Now there was even more ink on her fingers. She breathed ice, shut her eyes, and sipped at the tea, ignoring the stain she smeared all over the cup. It was no wonder Slade looked like he was ready to bolt out of the room at any moment. He kept hovering by the door.
"The Cassdall captain to see you, Capt—er, Lady Captain," the boy announced. Kyali nodded, turning to the map cabinet, more to hide the expression on her face than because she wished to smudge anything in there with ink. Slade let Annan in and ducked out, and Kyali snatched up a cloth and scrubbed furiously at her hands, glowering at ink stains and not-quite-steady fingers.
Ice.
Nerves. Damn.
She was so short on sleep it took constant effort to keep her face still, to stop her Gift from flaring out and setting fire to half the things she touched. To keep her mind clear enough for decisions. Annan's presence wouldn't help with any of that.

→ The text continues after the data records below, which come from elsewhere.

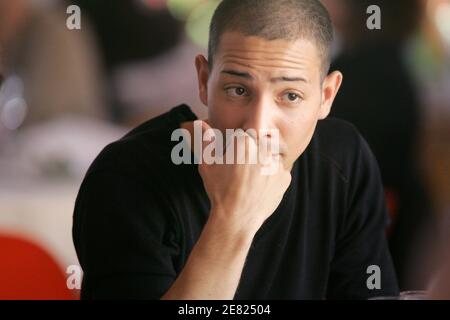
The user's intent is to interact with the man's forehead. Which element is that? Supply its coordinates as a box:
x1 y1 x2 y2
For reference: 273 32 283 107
215 32 320 76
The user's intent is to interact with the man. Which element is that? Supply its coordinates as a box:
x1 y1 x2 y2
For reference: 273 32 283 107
73 0 397 299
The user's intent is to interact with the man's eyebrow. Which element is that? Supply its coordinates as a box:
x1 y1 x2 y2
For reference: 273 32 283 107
221 70 253 79
270 77 308 83
221 70 308 83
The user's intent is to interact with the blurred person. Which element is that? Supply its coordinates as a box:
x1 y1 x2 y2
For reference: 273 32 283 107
407 0 450 232
324 0 432 290
73 0 398 299
0 0 123 181
74 0 203 125
0 0 105 126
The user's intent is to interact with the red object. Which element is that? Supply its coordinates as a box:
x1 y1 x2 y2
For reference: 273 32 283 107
0 235 76 300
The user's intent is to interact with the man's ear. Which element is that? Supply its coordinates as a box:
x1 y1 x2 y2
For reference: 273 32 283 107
195 54 209 106
319 71 343 120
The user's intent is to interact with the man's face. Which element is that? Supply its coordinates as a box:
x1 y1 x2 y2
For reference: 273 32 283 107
196 32 342 169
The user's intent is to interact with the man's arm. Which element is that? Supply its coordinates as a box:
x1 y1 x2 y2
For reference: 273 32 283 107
327 134 398 299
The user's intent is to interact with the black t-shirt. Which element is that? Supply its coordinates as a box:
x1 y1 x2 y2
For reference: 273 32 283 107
73 105 398 299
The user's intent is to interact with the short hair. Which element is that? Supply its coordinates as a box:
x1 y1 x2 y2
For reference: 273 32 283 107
208 0 333 77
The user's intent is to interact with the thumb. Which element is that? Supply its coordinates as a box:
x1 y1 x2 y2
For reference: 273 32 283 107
194 120 216 163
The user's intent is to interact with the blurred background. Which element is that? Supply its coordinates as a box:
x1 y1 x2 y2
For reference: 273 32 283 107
0 0 450 299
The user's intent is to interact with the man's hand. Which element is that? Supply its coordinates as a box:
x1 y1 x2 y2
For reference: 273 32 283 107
162 122 291 300
199 121 291 233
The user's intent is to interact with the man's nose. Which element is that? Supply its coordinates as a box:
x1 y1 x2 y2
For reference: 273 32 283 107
243 97 275 139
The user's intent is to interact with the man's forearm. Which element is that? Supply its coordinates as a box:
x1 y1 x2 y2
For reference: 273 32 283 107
162 212 257 300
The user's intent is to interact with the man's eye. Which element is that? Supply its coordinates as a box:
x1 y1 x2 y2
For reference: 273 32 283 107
226 87 247 97
283 92 302 103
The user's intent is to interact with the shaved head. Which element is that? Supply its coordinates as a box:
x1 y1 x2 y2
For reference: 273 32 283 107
208 0 333 76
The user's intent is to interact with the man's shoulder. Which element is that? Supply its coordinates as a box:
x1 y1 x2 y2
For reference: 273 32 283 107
307 118 376 180
88 105 196 175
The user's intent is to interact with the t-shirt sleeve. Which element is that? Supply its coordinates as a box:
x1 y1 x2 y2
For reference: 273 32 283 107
327 135 398 299
73 171 180 299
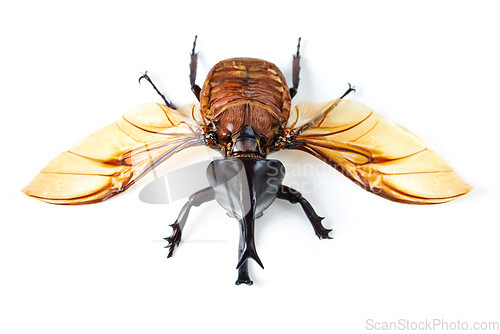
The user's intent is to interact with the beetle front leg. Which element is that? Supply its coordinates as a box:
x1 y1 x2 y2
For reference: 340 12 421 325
164 187 215 258
277 185 332 239
139 71 175 109
290 37 301 98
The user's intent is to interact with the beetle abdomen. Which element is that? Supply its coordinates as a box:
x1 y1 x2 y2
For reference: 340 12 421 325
200 58 291 124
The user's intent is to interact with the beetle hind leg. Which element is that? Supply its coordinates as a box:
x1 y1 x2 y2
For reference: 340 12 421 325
277 185 332 239
290 37 301 98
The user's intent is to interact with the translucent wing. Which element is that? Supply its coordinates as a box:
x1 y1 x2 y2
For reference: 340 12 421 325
23 103 204 204
285 99 471 204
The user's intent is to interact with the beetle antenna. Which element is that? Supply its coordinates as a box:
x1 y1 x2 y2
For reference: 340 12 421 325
139 71 175 109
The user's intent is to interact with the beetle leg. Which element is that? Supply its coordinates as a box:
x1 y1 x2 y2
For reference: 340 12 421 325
290 37 301 98
164 187 215 258
189 35 201 101
139 71 175 109
340 83 356 99
235 205 264 285
277 185 332 239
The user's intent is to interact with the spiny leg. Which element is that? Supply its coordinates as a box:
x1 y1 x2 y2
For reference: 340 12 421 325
189 35 201 101
164 187 215 258
290 37 301 98
340 83 356 99
235 206 264 285
139 71 175 109
277 185 332 239
235 221 253 285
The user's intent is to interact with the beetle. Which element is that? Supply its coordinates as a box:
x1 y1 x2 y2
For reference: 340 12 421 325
23 37 471 285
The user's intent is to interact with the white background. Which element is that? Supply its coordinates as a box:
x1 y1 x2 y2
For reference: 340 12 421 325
0 0 500 334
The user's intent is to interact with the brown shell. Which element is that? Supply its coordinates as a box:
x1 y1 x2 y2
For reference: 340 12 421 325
200 58 291 146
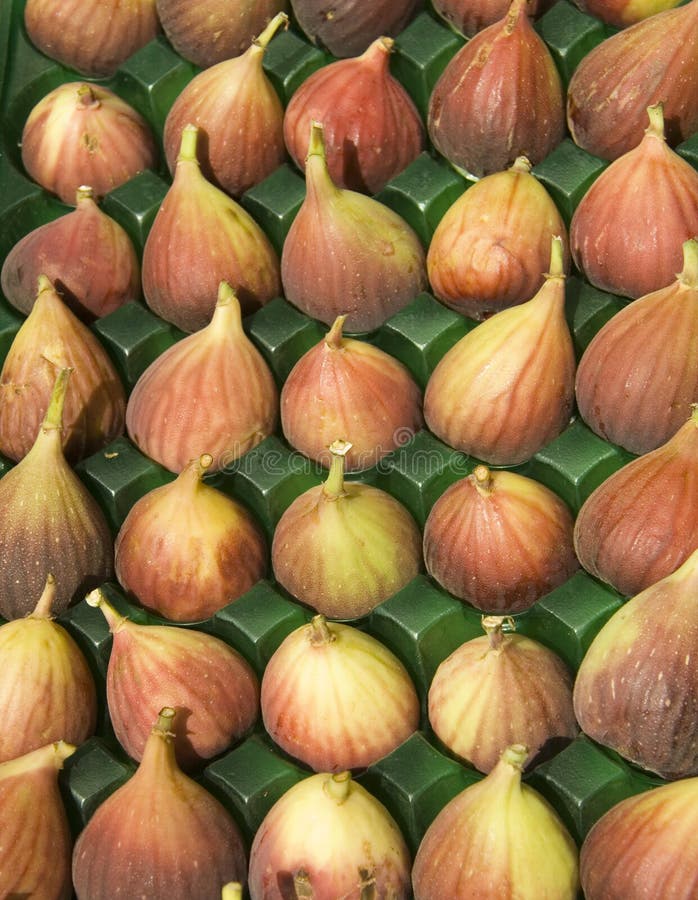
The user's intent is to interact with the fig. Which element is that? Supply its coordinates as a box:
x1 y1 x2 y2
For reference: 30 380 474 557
22 81 157 206
570 102 698 299
427 156 570 319
281 122 426 332
249 772 410 900
261 616 419 772
424 237 575 466
0 185 141 322
575 239 698 454
73 707 246 900
126 281 279 472
427 0 565 177
281 316 423 472
0 275 126 462
24 0 160 78
567 0 698 158
271 441 422 619
0 575 97 760
0 369 113 619
579 778 698 900
574 550 698 779
163 12 288 197
574 406 698 597
424 465 579 613
156 0 288 68
87 588 259 768
114 453 266 622
291 0 422 57
143 125 281 332
284 37 425 194
0 740 75 900
412 744 579 900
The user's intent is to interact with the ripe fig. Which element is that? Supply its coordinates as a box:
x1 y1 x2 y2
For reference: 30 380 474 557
570 102 698 298
87 588 259 772
424 237 575 466
0 275 126 462
574 550 698 779
576 239 698 454
22 82 157 206
126 281 279 472
424 465 579 613
284 37 425 194
281 316 423 472
114 453 266 622
427 156 570 319
271 441 422 619
73 707 247 900
412 744 579 900
567 0 698 158
281 122 426 332
143 125 281 331
163 12 288 197
574 406 698 597
427 0 565 177
0 369 113 619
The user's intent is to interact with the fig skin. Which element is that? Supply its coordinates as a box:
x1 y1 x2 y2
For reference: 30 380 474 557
143 125 281 332
22 82 157 206
0 185 141 322
579 778 698 900
261 616 419 772
427 0 565 178
424 237 575 466
570 102 698 299
281 316 423 472
575 239 698 454
574 550 698 779
0 741 76 900
156 0 288 69
163 13 288 197
24 0 160 78
567 0 698 158
114 454 266 622
0 275 126 462
0 575 97 760
126 281 279 472
284 37 426 194
574 407 698 597
427 156 570 320
424 465 579 614
73 708 246 900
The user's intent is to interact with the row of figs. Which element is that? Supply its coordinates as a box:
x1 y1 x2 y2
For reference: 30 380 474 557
0 0 698 900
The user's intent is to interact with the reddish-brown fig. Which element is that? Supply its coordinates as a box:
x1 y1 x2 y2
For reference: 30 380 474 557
427 0 565 177
126 281 279 472
570 103 698 298
284 37 425 194
427 156 570 319
22 82 157 206
574 406 698 597
576 239 698 454
424 466 579 613
24 0 160 78
567 0 698 157
163 12 288 197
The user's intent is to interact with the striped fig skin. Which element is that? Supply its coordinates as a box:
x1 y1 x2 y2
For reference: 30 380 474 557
24 0 160 78
579 778 698 900
73 709 247 900
261 616 419 772
22 82 157 206
0 741 75 900
574 408 698 597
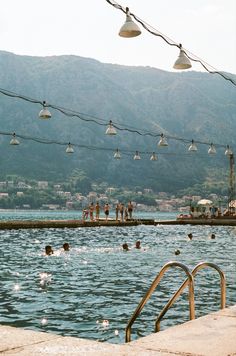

"Captain," she said, looking at him only from the corner of her eye.
"Captain," Annan replied, coming to sit, uninvited, on a stool at the map table. He had been outdoors: there was frost melting on his spaulders, snow clinging to his boots, glistening in his hair. His gaze was mild and unreadable when she finally gave up on the ink stains and made herself meet it, and Kyali felt a few muscles in her shoulders unknot.